Day 3 was a repeat of day 2 except that this time our target was awake and pounced on the phone at the first ring. Before we could order for another round of tea he showered us with the choicest Punjabi words laced with his colloquial accent (toom saalaa baheench#$). The guffaws were unstoppable!

Following morning, Mohan sensed something wrong; his friend had called the police who were going to tap his phone and trace the caller. Unfortunately, that was the end of our escapade. I guess it’s only normal in a country which lives on tea that people should go to such an extent for a cup of tea. Only thing, both of us were loath to tea drinking. But thanks to Darjeeling tea the memory of Ramlal lives on.


Sunday, May 6, 2007

A case for classical conditioning of a different kind

It had been days since the town was beset with gloom. A glimmer of hope had arrived. The Sun was out in its full glory and was, in its own way, lifting the sagging spirits of everyone in school after a tough week, one which brought ephemeral despair.

Transpose to today. Entrenched in my comfy bean bag with earphones plugged-in, I experienced a sudden rush of images, in a sequence, from yesteryears. They crooned about a time which was fast fading. It was a strange feeling. Memories often come back to you in bits and pieces but this was different, a whole phase was being played out in my mind without a photo album serving as a mnemonic. After much thought I came to a faint conclusion, perhaps, it was the song playing on my CD-man that regenerated scenes from the past. The song Yaaron dosti badhee hee haseen hai was much battered in college days. It knew no occasion and was a favorite of all guitarists.

A friend once told me, long after college got over, that every time he heard someone whistle the ‘Main hoon naa’ tune he felt it was me passing through the corridors of the boys hostel. All of this sounds to me like classical (read: musical) conditioning, though, of a different kind.

A song regenerating memories? In effect it means that the process of classical conditioning takes place when one is glued to the same music for a long time.

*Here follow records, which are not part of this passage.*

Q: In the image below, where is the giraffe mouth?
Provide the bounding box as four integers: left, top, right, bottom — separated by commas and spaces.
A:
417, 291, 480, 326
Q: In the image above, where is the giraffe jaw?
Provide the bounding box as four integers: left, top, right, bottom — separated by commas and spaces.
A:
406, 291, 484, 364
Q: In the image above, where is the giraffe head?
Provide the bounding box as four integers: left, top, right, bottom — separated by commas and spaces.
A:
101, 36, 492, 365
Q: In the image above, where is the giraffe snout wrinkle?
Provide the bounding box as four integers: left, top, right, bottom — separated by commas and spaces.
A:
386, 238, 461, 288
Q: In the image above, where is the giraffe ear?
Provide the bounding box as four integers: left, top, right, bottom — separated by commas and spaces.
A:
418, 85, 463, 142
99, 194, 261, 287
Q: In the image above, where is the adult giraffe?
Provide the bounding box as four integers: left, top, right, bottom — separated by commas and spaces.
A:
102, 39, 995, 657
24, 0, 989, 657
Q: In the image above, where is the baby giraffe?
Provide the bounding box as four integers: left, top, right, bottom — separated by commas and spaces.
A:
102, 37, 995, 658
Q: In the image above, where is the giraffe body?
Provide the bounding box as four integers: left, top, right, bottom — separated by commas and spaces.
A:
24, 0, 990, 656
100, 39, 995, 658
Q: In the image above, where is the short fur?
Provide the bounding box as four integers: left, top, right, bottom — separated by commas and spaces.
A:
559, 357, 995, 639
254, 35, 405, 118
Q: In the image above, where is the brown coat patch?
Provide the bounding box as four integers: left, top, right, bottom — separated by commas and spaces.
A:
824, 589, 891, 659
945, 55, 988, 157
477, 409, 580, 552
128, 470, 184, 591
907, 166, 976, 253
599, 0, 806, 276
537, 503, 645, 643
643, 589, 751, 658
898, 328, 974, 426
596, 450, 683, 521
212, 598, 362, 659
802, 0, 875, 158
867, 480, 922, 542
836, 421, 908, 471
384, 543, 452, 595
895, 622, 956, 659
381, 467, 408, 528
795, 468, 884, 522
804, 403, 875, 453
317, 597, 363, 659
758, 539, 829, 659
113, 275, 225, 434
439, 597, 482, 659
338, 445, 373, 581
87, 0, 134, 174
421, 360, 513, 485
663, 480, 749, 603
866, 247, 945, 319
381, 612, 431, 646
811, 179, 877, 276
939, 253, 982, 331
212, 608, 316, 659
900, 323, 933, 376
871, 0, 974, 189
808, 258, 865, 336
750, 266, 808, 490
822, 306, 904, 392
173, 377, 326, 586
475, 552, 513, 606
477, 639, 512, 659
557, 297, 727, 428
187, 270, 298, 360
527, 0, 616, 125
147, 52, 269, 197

Music assumes many roles in our lives, for some it’s just a means of entertainment while for many it’s a soother, a motivator, an inspiration, an old wine that drowns with it sorrows of the listener. We constantly seek our kind of music. A passionate listener will plunder a song that he likes by listening to it over and over again till the marginal utility of the song threatens to enter negative territory or CD the cracks. It would be not be an unfair assessment that majority music listeners are passionate listeners in their own right. And passion and music are intertwined.

As a kid, I got a free cassette, by virtue of filling up a no-brainer-quiz, it had songs by Madonna and Phil Collins. One track that I took to was ‘Another day in paradise’. For many months that was the only song that played on my stereo. Today the same song revives the zeitgeist of those times.
My guess is while we live out our daily lives, the central repository where all things get recorded takes in our feelings, thoughts, experiences of the times and records them to serve as memories of times gone by, along with them in the background goes the music of those days. Especially, music that one is really hooked on to. And when you put ears to the music of yesteryears you, almost, feel transported back in time.